Bus Rapid Transit impacts property values
With any public investment people want to know what benefits they will get for the cost, that is their tax dollars, and rightly so. One could certainly argue the benefits from investments in Bus Rapid Transit (BRT) to a community as being reduced congestion, less stressful and less expensive commute options, improved air quality and better access to education and employment. But another benefit is the subject of ongoing research at the NBRTI: increased property values due to proximity to BRT systems.
Think of all you look for when deciding on a place to live. Not only are the property characteristics important, but so is its location in relation to employment, schools, shopping and parks. To what extent is location near BRT considered? Is the availability of BRT service a factor in an investment decision such as a home purchase? We set out to answer these questions.
What we found
We found that previous research in the United States on property value impacts of transit focused on rail transit. This previous work generally found results that are statistically significant, positive, and yet relatively small in magnitude.
Some research has been done in this area for BRT systems that operate outside the United States, but this research is among the first to study this issue for BRT systems operating in the U.S. Because many BRT systems in the U.S. may be too new to find evidence of capitalization into property values, we used data from Pittsburgh’s Martin Luther King, Jr. East Busway, one of the oldest operating BRT systems in the country.
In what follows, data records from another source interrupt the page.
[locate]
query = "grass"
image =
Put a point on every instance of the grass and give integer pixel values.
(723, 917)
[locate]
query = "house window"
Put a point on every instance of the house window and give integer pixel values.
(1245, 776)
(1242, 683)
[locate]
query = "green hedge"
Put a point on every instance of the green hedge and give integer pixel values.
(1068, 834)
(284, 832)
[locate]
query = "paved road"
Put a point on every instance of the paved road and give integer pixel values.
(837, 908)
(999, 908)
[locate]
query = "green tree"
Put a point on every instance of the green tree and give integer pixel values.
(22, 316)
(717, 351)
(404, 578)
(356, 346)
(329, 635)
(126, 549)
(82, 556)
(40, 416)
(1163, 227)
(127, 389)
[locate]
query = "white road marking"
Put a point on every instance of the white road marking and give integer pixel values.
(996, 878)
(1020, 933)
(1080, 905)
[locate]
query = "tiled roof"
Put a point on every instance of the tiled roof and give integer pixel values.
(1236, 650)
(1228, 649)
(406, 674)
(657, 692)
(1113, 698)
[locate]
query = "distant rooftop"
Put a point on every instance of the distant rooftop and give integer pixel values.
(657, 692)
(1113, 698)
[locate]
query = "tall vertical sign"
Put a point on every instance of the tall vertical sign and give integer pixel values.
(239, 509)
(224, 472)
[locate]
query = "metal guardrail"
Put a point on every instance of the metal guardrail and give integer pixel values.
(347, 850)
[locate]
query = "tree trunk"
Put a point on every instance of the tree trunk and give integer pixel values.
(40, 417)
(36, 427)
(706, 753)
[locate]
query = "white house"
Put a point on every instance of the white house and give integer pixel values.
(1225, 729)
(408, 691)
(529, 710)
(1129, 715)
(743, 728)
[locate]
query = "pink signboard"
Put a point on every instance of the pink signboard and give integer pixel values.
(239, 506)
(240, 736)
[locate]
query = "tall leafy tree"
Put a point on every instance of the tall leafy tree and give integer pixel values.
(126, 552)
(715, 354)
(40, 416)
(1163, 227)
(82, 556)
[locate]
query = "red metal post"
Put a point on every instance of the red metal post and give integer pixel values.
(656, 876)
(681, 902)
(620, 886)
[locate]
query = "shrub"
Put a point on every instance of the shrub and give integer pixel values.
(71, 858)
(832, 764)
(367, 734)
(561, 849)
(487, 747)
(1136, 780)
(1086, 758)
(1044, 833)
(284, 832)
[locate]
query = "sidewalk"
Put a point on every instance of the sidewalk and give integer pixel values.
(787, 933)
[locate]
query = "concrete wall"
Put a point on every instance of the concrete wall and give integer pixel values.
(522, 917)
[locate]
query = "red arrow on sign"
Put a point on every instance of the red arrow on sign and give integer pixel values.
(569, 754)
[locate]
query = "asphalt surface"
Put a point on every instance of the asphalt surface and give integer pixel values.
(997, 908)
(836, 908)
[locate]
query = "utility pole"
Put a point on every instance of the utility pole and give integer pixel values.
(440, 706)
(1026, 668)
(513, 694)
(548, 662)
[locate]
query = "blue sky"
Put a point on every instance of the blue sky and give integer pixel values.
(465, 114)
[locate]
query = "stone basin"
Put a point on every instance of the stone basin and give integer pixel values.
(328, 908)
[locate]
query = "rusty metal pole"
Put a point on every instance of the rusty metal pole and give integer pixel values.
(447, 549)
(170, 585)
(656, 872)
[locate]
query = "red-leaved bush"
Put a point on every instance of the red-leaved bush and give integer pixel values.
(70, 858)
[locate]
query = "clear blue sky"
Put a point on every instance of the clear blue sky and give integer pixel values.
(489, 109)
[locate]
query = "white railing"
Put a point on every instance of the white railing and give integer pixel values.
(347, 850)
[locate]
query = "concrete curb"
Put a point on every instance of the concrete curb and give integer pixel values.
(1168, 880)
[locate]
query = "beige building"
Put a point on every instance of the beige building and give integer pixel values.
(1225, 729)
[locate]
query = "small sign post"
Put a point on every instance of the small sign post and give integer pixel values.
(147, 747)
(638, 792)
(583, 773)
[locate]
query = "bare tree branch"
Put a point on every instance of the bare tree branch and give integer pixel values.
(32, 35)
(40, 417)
The marginal value of being near rail transit is really to be expected considering the myriad of factors that comprise the total market value of a given property. This is not an easy subject to tackle but the question of whether BRT can have a positive impact on surrounding property values is very important and requires a scientific, statistical approach. Correlation does not imply causation.
Our hypothesis was that BRT stations have an impact on property value that is commensurate with rail transit projects considering the level and permanence of services and facilities. We want to learn the extent to which proximity to BRT is considered in the home-buying or investment decision.
Do people consider a BRT system to be as “permanent” as a rail transit (i.e., light rail) system?
To test this hypothesis, we used a hedonic regression model to isolate and estimate the impact of distance to a BRT station on the fair market value of single-family homes located near Pittsburgh’s Martin Luther King, Jr. East Busway. It was expected that, as the distance to a BRT station decreased, the property value would increase.
It was found that the relationship between the distance to a station and property value is inverse and decreasing as distance from a station increases, which matches our hypothesis. Similar to the research on rail, our results were statistically significant and relatively small in magnitude. Follow this link to read the full report for all the details: NBRTI Research.
Using the model from Pittsburgh, we have some encouraging results that show BRT can have impact on property values similar to rail transit, including LRT.
Decreasing marginal effects were found. Moving from 101 to 100 feet from a station increases property value approximately $19.00, while moving from 1001 to 1000 feet increases property value approximately $2.75. Another way to interpret this result is to say that a property 1,000 feet away from a station is valued approximately $9,745 less than a property 100 feet away, all else constant (this figure is determined by summing the marginal effects for each foot of distance). The results shown in this report are only valid for the data used in Pittsburgh’s case. As more BRT systems continue operating in the United States for more years, this method should be applied to other cities and other types of properties to gain a better understanding of the general property value and land use impacts in proximity to BRT.
Of course, we can improve our model to provide more conclusive results, and we are working on that right now. We are refining our method, including other types of properties such as multi-family and commercial, and looking at other BRT systems, such as Boston’s Silver Line. I like to share a favorite quote from the statistician George Box with my economics students when we’re discussing the finer points of the Keynesian and Classical macroeconomic models: “All models are wrong, but some are useful.”
Without a doubt, our model of property value impacts will never be perfect, but it can surely be a very useful tool. We can use it along with qualitative studies and other anecdotal evidence in developing overall assessments of a BRT investment’s benefits to the community regarding land use, property values, and economic development.